Sejalan dengan nilai-nilai yang disepakati, LSM Encompass Indonesia
diharapkan dapat ikut mengambil peran dalam membangun sikap dan nilai-
nilai multikultural dalam masyarakat Indonesia yang majemuk. Segala bentuk
kemajemukan dan perbedaan yang dimiliki individu maupun kelompok
memunculkan potensi terjadinya prasangka dan konflik antar individu maupun
kelompok, bahkan dapat merambah keperbedaan wilayah yang lebih luas:
wilayah geografis, etnis, budaya, agama, keyakinan, dan pola pikir.
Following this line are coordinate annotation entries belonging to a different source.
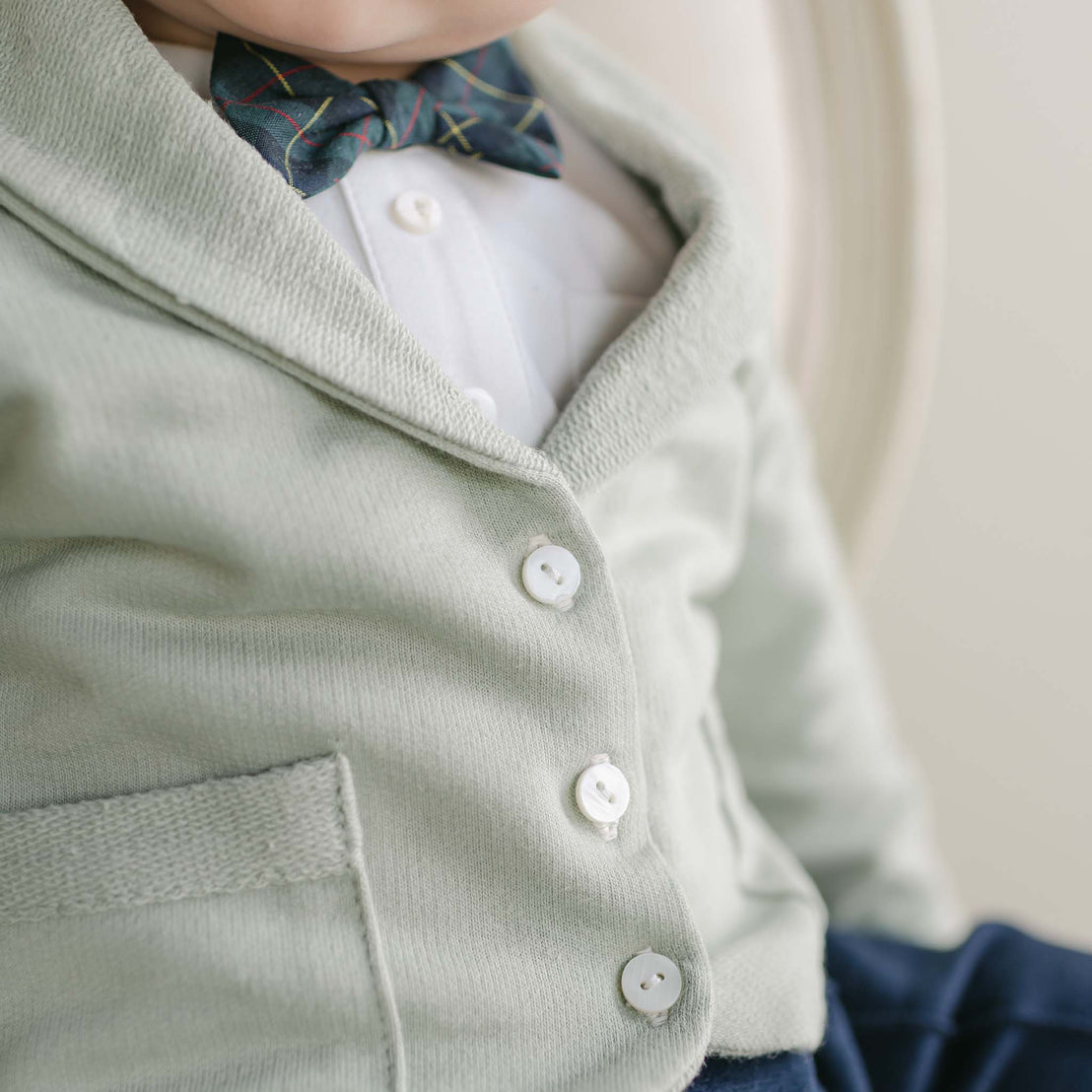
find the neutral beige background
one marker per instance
(982, 604)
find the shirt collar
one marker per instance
(193, 63)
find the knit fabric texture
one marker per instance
(310, 124)
(249, 522)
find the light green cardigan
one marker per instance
(287, 752)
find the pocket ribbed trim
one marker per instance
(290, 823)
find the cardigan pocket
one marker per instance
(220, 935)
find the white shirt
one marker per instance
(517, 283)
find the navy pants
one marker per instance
(1001, 1012)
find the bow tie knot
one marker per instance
(310, 123)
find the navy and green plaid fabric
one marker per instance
(310, 124)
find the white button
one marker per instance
(603, 795)
(650, 983)
(552, 575)
(484, 401)
(416, 211)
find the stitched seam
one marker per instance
(356, 870)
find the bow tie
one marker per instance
(310, 124)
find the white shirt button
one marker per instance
(650, 983)
(603, 795)
(416, 211)
(484, 401)
(552, 576)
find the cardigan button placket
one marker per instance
(650, 983)
(603, 795)
(550, 574)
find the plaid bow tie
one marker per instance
(310, 124)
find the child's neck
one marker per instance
(160, 26)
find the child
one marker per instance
(426, 659)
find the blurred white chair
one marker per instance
(829, 111)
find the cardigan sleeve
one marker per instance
(804, 705)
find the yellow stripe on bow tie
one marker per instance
(287, 151)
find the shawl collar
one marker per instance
(161, 195)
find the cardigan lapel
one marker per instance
(164, 198)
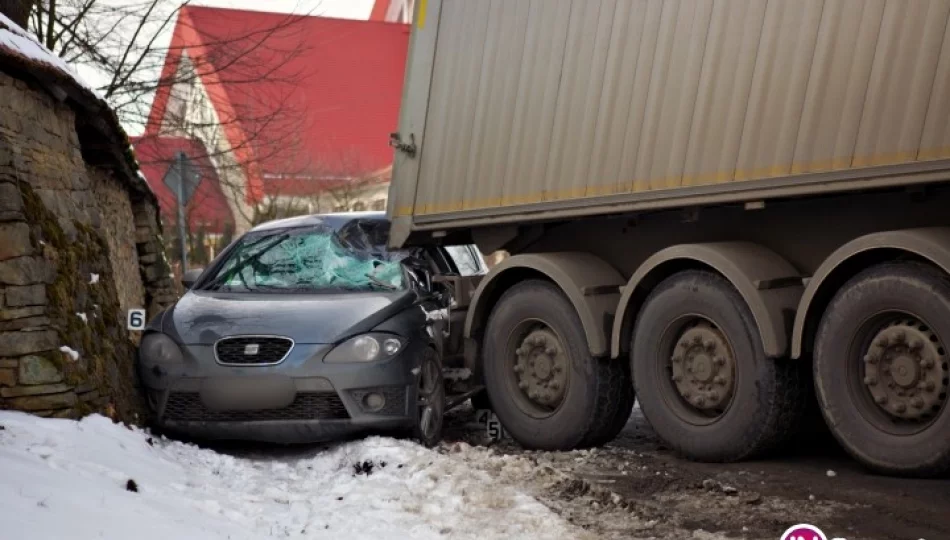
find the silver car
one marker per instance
(308, 330)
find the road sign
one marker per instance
(182, 178)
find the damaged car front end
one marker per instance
(304, 330)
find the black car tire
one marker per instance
(597, 398)
(912, 291)
(433, 397)
(767, 397)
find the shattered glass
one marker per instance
(315, 258)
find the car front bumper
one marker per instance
(300, 400)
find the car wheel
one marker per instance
(542, 382)
(702, 377)
(430, 400)
(882, 372)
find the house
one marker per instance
(286, 113)
(393, 11)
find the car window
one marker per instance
(466, 260)
(309, 259)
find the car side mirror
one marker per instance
(191, 277)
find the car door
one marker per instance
(461, 269)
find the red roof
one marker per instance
(208, 207)
(380, 7)
(296, 95)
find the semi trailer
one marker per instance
(730, 210)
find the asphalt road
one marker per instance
(635, 488)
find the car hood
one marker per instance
(201, 317)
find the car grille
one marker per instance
(250, 350)
(188, 407)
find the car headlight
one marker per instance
(160, 349)
(365, 348)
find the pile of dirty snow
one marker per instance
(96, 479)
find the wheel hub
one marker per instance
(541, 368)
(704, 368)
(906, 372)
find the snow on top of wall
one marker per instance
(18, 40)
(68, 479)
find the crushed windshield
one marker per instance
(313, 259)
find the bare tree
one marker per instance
(17, 11)
(120, 39)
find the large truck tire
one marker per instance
(544, 385)
(881, 369)
(702, 378)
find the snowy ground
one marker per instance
(66, 479)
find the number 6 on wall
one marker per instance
(136, 320)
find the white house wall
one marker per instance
(201, 121)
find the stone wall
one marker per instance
(78, 247)
(118, 228)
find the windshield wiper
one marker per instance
(240, 266)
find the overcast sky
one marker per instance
(346, 9)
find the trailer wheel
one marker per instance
(702, 378)
(543, 384)
(881, 369)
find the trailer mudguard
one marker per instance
(931, 244)
(769, 284)
(591, 285)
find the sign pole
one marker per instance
(182, 226)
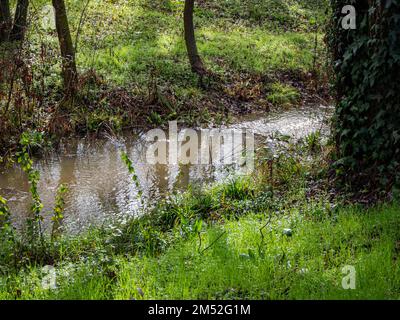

Perkembangan Indonesia dalam berbagai bidang, dapat pula
menimbulkan potensi konflik Karena adanya perbedaan kepentingan atau
interest baik individu maupun kelompok. Hal ini dapat menimbulkan
prasangka yang tidak benar Karena skap individualism yang maikin
meningkat. Demikian pula konflik antar etnis dan umat beragama yang
menjadi sorotan media seperti kasus yang terjadi di Ambon, Lampung,
Mamasa, Poso, Sampit, Singkil, dan Tolikari.
Sampai tahun 2015, LSM Encompass Indonesia sudah
menyelenggarakan kegiatan Bhinneka Camp sebanyak 3 kali dengan
mempunyai 118 alumnus di Indonesia, sebagai bentuk terapan dan sarana
pembelajaran secara sosial. Kegiatan Bhinneka Camp ini merupakan salah
satu aktualisasi dari visi dan misi LSM Encompass Indonesia. Kegiatan ini
merupakan bentuk pendidikan multikultural dalam rangka menanamkan
kesadaran pentingnya hidup bersama dalam keberagaman dan perbedaan.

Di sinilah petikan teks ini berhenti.